The death of Navalny is the Kremlin’s sign that forever Putinism is not hiding itself from view, not masking itself, not pretending to be democratic or subject to outside influence. The Kremlin assumes that it can act with impunity. Many inside Russia, although they understand, of course, that Putin is mortal, still cannot conceive of a future without him. This year’s presidential election, then, is not just a ritual exercise validating another six years under Putin. It should be interpreted as a final farewell to those vestiges of the political past that preceded or that complicated the arrival of forever Putinism. The emperor is on his throne, and all that can be said is, “Hail, Caesar!”
THE FUTURE IS UNWRITTEN
To borrow a phrase from Karl Marx, forever Putinism may contain the seeds of its own destruction. In an unapologetic dictatorship, there is much that can go wrong. The war in Ukraine oscillates every few months, and Russia’s fortunes there could well deteriorate. Wartime societies have breaking points that become visible only when they are reached, and Putin’s war has already brought staggering levels of human loss to Russia.
Russia’s economy also remains subject to upheaval and vulnerable to Western sanctions. Forever Putinism could slide into overreach. Autocratic governments can enrich themselves unwisely. They can lose contact with those they govern, becoming progressively less secretive about the coercion and repression that is the foundation of their rule.
Allowing for the vicissitudes of war, markets, and politics, the depth and scope of forever Putinism is striking. So far, the war has made Putinism stronger. Should the Russian military start to achieve something closer to victory in Ukraine, the Putinist system will become more assertive at home and abroad. Even if Putin were to pass suddenly from the scene, the instruments of coercion will likely remain where he has planted them: in the Kremlin, in the security services, and in the military. Whether anyone other than Putin can capably manage these instruments is unknowable, but with or without Putin, these instruments align with many vested interests and many past precedents. They will not be handed over peacefully to the stewards of some other system.
When Joseph Stalin died in 1953, after decades of tyranny, the battle for succession was chaotic and bloody. His eventual successor, Nikita Khrushchev, superseded his rivals and had the most formidable of them, Lavrentiy Beria, executed. Khrushchev was later toppled by his own elite. He was succeeded by Leonid Brezhnev, who embraced the principle of collective leadership. What survived, as leadership changed, was the Communist Party, the pillar of the Soviet Union. So, too, did the Soviet ideology, the Soviet army, and the many administrative institutions that existed within the Soviet government. The Soviet Union of the 1950s and 1960s did not descend into civil war. It did not opt out of the Cold War, and it did not disappear from the map.
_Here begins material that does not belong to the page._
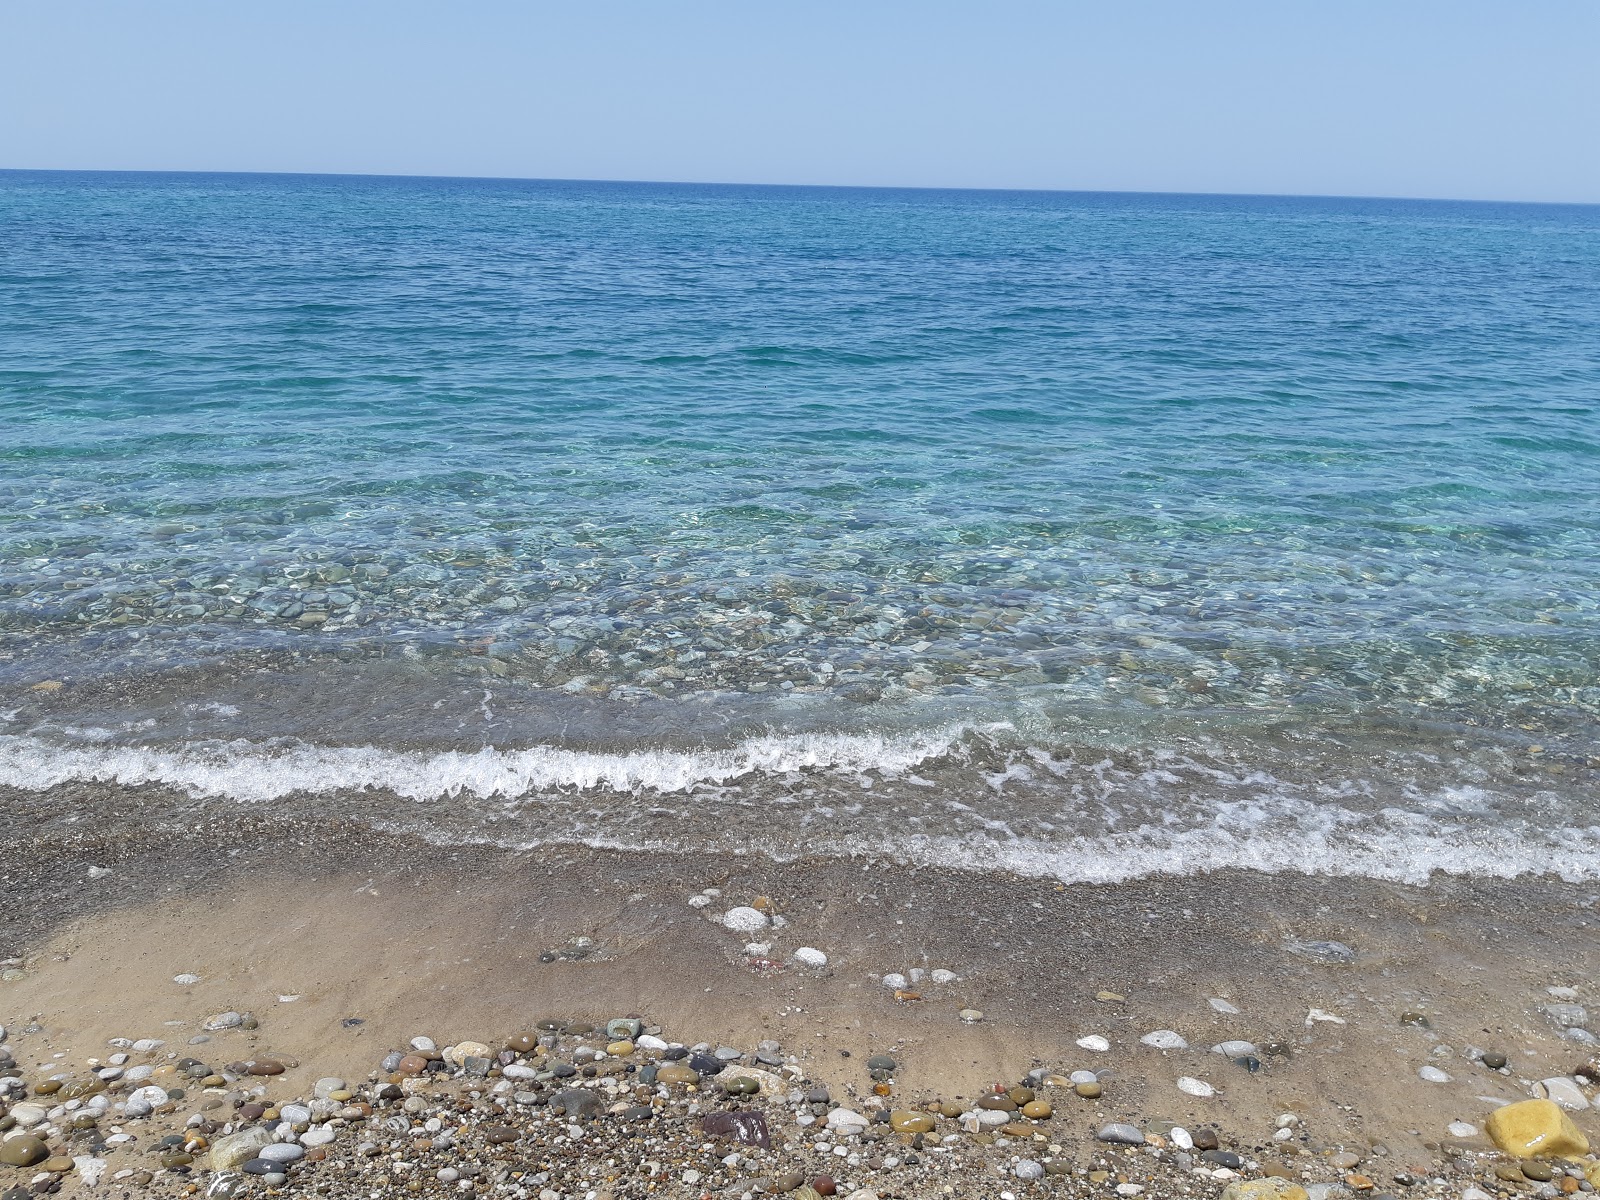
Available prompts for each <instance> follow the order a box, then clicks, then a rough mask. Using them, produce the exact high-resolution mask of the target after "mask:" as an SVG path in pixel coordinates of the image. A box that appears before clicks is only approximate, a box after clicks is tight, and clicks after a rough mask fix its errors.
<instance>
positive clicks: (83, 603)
mask: <svg viewBox="0 0 1600 1200" xmlns="http://www.w3.org/2000/svg"><path fill="white" fill-rule="evenodd" d="M0 216H3V218H5V221H6V226H8V229H14V230H18V234H16V237H13V238H8V242H6V245H5V246H0V274H3V275H5V277H6V278H10V280H13V282H14V283H16V286H10V288H5V290H0V322H3V323H5V326H6V328H8V330H10V331H11V334H13V336H11V338H8V342H6V347H5V350H0V421H3V422H5V429H6V430H8V442H6V445H5V446H0V501H3V502H0V862H3V890H0V910H3V920H0V958H3V965H0V1026H3V1030H0V1200H22V1197H34V1195H45V1194H61V1195H115V1197H139V1195H152V1197H162V1195H174V1197H178V1195H205V1197H248V1195H275V1194H283V1195H318V1197H357V1195H363V1197H374V1198H378V1200H384V1198H386V1197H402V1195H438V1197H443V1195H469V1194H470V1195H478V1194H482V1195H493V1197H510V1198H514V1200H534V1198H536V1200H579V1198H581V1200H630V1198H634V1197H696V1198H698V1197H741V1198H742V1197H757V1195H795V1197H800V1200H811V1197H813V1195H835V1194H837V1195H842V1197H853V1198H854V1200H902V1198H904V1200H910V1198H920V1197H978V1198H989V1197H994V1198H997V1200H1005V1198H1006V1197H1011V1200H1021V1198H1022V1197H1043V1195H1072V1197H1106V1198H1107V1200H1109V1198H1110V1197H1134V1195H1146V1197H1150V1198H1152V1200H1165V1198H1166V1197H1203V1198H1205V1200H1211V1198H1213V1197H1218V1198H1221V1200H1307V1198H1309V1200H1347V1197H1360V1195H1371V1197H1395V1198H1408V1197H1429V1198H1432V1197H1440V1198H1442V1200H1488V1198H1493V1197H1502V1195H1538V1197H1555V1195H1562V1194H1573V1192H1590V1190H1594V1187H1595V1186H1600V1166H1597V1158H1595V1155H1594V1154H1592V1152H1590V1150H1589V1147H1587V1138H1600V1123H1597V1117H1595V1112H1597V1109H1595V1107H1594V1106H1595V1101H1597V1099H1600V1096H1597V1083H1600V1062H1597V1058H1600V1045H1597V1035H1600V1014H1595V1013H1600V1008H1597V1006H1600V995H1595V994H1594V990H1592V979H1594V978H1595V966H1597V965H1595V938H1594V930H1595V926H1594V922H1595V920H1597V917H1595V909H1594V906H1595V899H1597V896H1600V851H1597V840H1595V835H1597V832H1600V805H1597V795H1600V790H1597V784H1600V779H1597V774H1600V755H1597V752H1595V746H1597V741H1595V734H1597V731H1600V688H1597V685H1595V680H1597V678H1600V598H1597V590H1595V581H1597V579H1600V552H1597V546H1600V522H1597V510H1595V506H1594V502H1592V501H1594V496H1595V494H1600V446H1597V443H1595V438H1594V398H1592V397H1594V389H1595V386H1597V384H1600V358H1597V355H1595V349H1594V347H1595V346H1600V290H1597V285H1595V280H1597V278H1600V272H1597V270H1595V266H1597V264H1600V218H1597V216H1595V211H1594V210H1589V208H1582V206H1558V205H1475V203H1454V202H1400V200H1394V202H1389V200H1338V198H1286V197H1200V195H1197V197H1186V195H1120V194H1043V192H1040V194H1030V192H941V190H914V189H910V190H898V189H784V187H734V186H728V187H720V186H718V187H714V186H694V184H584V182H560V181H474V179H387V178H346V176H227V174H194V176H189V174H160V173H149V174H117V173H32V171H6V173H0ZM1528 1106H1531V1107H1528ZM1597 1146H1600V1142H1597Z"/></svg>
This is a pattern that forever Putinism might replicate. Because Putin has anointed no successor, a struggle for power could well follow Putin’s exit from the scene. Those within this struggle, if they can prevent a bloodbath, would have many incentives to perpetuate the existing system. They would keep their grip on the powers lodged in the military and the security services. They would not want to see internal strife imperil Russia’s geopolitical position, and they would not want to give up the ideological constructs Putin has assembled. This raises the sobering possibility that forever Putinism, which now revolves around a single man, could outlast the tenure of Putin himself. Putin has done enough to ensure that whoever follows him is likely to be his heir.